NumbersConsumer.java

import java.util.HashMap;
import java.util.Map;
import org.apache.spark.SparkConf;
import org.apache.spark.streaming.Duration;
import org.apache.spark.streaming.api.java.JavaPairDStream;
import org.apache.spark.streaming.api.java.JavaStreamingContext;
import org.apache.spark.streaming.kafka010.KafkaUtils;
import scala.Tuple2;

public class NumbersConsumer {

  public static final String BOOTSTRAP_SERVER = "localhost:9092";
  public static final String GROUP_ID = "spark-group";
  public static final Map<String, Integer> TOPICS = new HashMap<>();

  public static final int BATCH_DURATION = 5000;

  public static void main(String[] args) throws Exception {
    TOPICS.put("Demo1", 1);

    SparkConf sparkConf = new SparkConf().setAppName("demo");
    JavaStreamingContext streamingContext = new JavaStreamingContext(sparkConf, new Duration(BATCH_DURATION));

    JavaPairDStream<String, String> messages = KafkaUtils.createStream(streamingContext, BOOTSTRAP_SERVER, GROUP_ID, TOPICS);

    JavaPairDStream<String, String> percentage = messages.mapToPair(
        num -> new Tuple2<>("Percentage: ", num._2 + "%")
    );

    percentage.print();

    streamingContext.start();
    streamingContext.awaitTermination();
  }
}

Pom.xml file

<?xml version="1.0" encoding="UTF-8"?>
<project xmlns="http://maven.apache.org/POM/4.0.0"
         xmlns:xsi="http://www.w3.org/2001/XMLSchema-instance"
         xsi:schemaLocation="http://maven.apache.org/POM/4.0.0 http://maven.apache.org/xsd/maven-4.0.0.xsd">
    <modelVersion>4.0.0</modelVersion>

    <groupId>org.example</groupId>
    <artifactId>testVideoKafka</artifactId>
    <version>1.0-SNAPSHOT</version>

    <dependencies>
        <dependency>
            <groupId>org.apache.spark</groupId>
            <artifactId>spark-streaming_2.13</artifactId>
            <version>3.3.1</version>
        </dependency>
        <dependency>
            <groupId>org.apache.spark</groupId>
            <artifactId>spark-core_2.13</artifactId>
            <version>3.3.1</version>
            <scope>provided</scope>
        </dependency>
        <dependency>
            <groupId>org.apache.spark</groupId>
            <artifactId>spark-streaming-kafka-0-10_2.13</artifactId>
            <version>3.3.1</version>
            <scope>provided</scope>
        </dependency>
        <dependency>
            <groupId>org.apache.kafka</groupId>
            <artifactId>kafka-clients</artifactId>
            <version>3.3.1</version>
        </dependency>
    </dependencies>

    <properties>
        <maven.compiler.source>17</maven.compiler.source>
        <maven.compiler.target>17</maven.compiler.target>
        <project.build.sourceEncoding>UTF-8</project.build.sourceEncoding>
    </properties>

</project>


Solution

  • You need to remove provided scope from streaming-kafka dependency.
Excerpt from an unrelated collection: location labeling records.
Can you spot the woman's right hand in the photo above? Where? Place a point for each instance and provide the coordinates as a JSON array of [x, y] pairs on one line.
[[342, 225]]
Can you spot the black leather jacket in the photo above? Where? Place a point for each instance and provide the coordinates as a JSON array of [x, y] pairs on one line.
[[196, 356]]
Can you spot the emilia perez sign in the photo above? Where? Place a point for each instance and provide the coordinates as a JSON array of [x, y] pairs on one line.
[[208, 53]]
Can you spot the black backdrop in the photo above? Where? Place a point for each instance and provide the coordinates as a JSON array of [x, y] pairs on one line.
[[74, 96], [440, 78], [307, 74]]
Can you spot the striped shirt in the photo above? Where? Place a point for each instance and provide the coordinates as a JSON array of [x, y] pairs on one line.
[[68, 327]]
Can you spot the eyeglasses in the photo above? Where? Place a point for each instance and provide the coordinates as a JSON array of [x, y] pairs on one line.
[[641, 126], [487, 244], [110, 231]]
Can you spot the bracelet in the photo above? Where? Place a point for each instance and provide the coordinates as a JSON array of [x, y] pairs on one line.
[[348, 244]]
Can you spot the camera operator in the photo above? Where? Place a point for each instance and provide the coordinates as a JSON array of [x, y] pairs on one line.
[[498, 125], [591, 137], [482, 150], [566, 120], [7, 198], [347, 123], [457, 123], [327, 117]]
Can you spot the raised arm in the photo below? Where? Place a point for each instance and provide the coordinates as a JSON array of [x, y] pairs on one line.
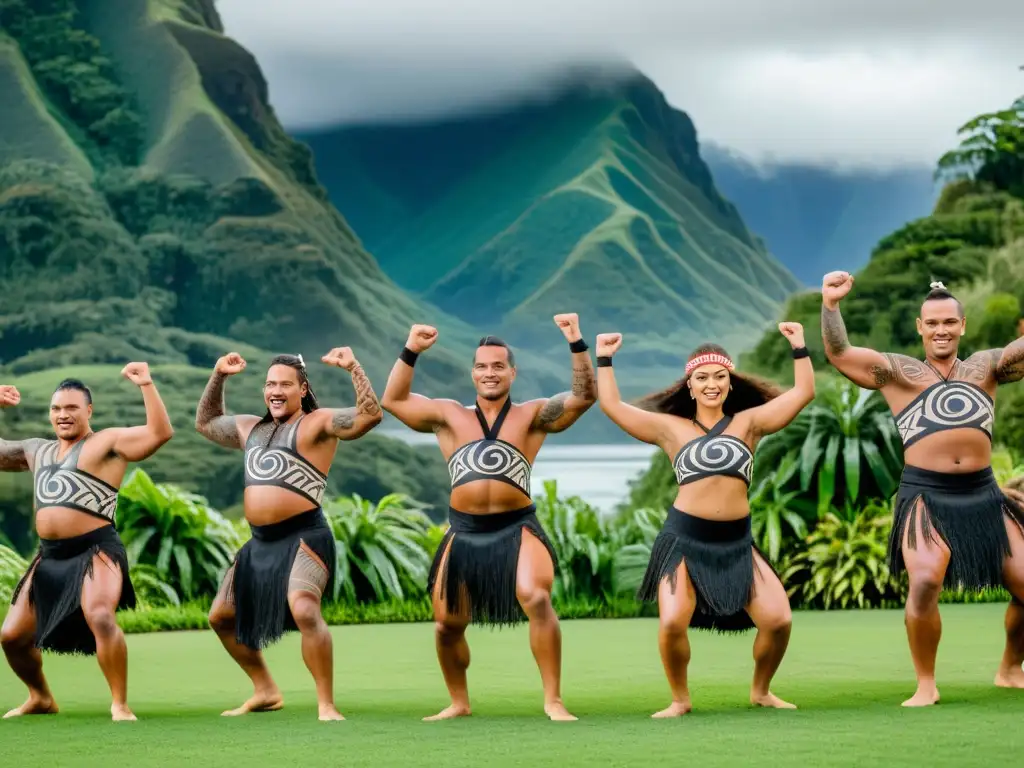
[[559, 413], [349, 423], [776, 414], [211, 422], [415, 411], [136, 443], [15, 455], [865, 368], [643, 425]]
    You should add it to plain spark-steaming dependency instead.

    Note from docs

    Do not manually add dependencies on org.apache.kafka artifacts (e.g. kafka-clients)

    So remove that.

    createDirectStream is correct - https://spark.apache.org/docs/latest/streaming-kafka-0-10-integration.html


    Also, Spark Streaming module for Kafka is largely considered deprecated, with Structured Streaming suggested instead (spark-sql-kafka-0-10)